I've been trying to figure this problem out for hours and am frustrated to the point of tears. Please help.

2. Feb 19, 2012

### micromass

Staff Emeritus
c orthogonal to $\sqrt{\xi}$? That doesn't even make sense. Those two things are numbers, what does it even mean that they're orthogonal??

3. Feb 19, 2012

### praecox

You can see my frustration then. I checked to make sure I copied the problem word for word. I'm so confused by it - it's making me crazy.

The only thing I can think is ζ is a rotation (as it had been used before).
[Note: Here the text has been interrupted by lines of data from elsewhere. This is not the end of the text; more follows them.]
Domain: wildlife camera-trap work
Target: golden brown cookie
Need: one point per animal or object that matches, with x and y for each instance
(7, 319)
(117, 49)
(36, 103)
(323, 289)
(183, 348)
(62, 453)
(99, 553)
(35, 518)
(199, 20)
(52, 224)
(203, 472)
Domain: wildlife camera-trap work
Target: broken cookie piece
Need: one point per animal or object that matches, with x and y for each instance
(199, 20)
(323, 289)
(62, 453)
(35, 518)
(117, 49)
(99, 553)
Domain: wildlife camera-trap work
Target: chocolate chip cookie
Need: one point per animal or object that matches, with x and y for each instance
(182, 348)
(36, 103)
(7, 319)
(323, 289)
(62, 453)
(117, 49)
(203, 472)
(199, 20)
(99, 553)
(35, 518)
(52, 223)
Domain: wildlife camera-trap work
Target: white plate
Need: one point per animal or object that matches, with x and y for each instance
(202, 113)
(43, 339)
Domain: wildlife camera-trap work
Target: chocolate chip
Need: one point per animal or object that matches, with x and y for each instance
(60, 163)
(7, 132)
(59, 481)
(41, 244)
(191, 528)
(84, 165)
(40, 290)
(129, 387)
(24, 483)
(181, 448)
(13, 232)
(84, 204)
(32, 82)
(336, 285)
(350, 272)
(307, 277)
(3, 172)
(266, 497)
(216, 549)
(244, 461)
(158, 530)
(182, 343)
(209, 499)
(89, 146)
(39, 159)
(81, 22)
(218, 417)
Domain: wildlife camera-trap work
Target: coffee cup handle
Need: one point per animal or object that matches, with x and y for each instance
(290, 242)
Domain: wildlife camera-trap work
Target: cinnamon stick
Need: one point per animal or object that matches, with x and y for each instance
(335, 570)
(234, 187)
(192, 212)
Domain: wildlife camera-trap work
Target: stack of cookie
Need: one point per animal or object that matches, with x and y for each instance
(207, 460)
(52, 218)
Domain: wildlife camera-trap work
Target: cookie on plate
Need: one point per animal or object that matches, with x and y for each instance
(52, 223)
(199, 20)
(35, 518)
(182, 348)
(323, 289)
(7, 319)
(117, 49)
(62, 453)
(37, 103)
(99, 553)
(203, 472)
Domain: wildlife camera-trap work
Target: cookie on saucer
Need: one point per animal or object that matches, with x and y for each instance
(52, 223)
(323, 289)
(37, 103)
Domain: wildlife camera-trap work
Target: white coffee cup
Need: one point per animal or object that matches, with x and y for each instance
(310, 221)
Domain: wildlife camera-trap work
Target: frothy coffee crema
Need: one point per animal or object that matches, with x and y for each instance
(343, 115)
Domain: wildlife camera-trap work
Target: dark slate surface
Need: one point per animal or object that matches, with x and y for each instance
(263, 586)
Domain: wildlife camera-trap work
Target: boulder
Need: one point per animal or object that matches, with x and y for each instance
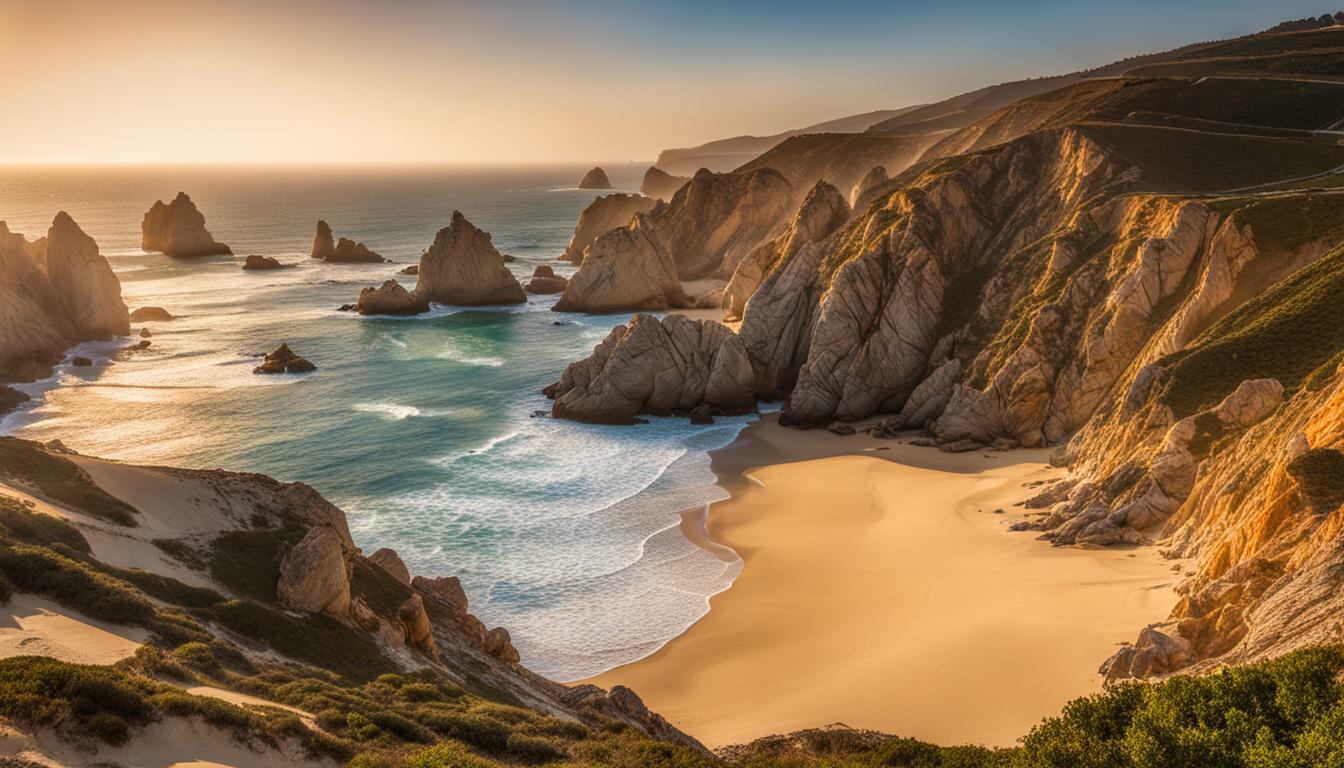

So it makes sense to me that ζ$\bar{c}$ = -c, where ζ rotates the conjugate -90°. but the c orthogonal to √ζ is what's killing me.

I'm totally lost.

4. Feb 19, 2012

### morphism

Assuming $\zeta = \cos\theta + i \sin\theta$ and $\sqrt \zeta = \cos\frac \theta 2 + i \sin\frac \theta 2$, and writing $c = a+ib$, we see c is orthogonal to $\zeta$ iff $a \cos\frac \theta 2 + b\sin\frac \theta 2 = 0$ iff $\tan\frac\theta 2 = -\frac ab$. Now use the usual formulas expressing $\sin\theta$ and $\cos\theta$ in terms of $\tan\frac\theta 2$ to see that $\zeta \bar c + c = 0$ iff $\tan\frac\theta 2 = -\frac ab$.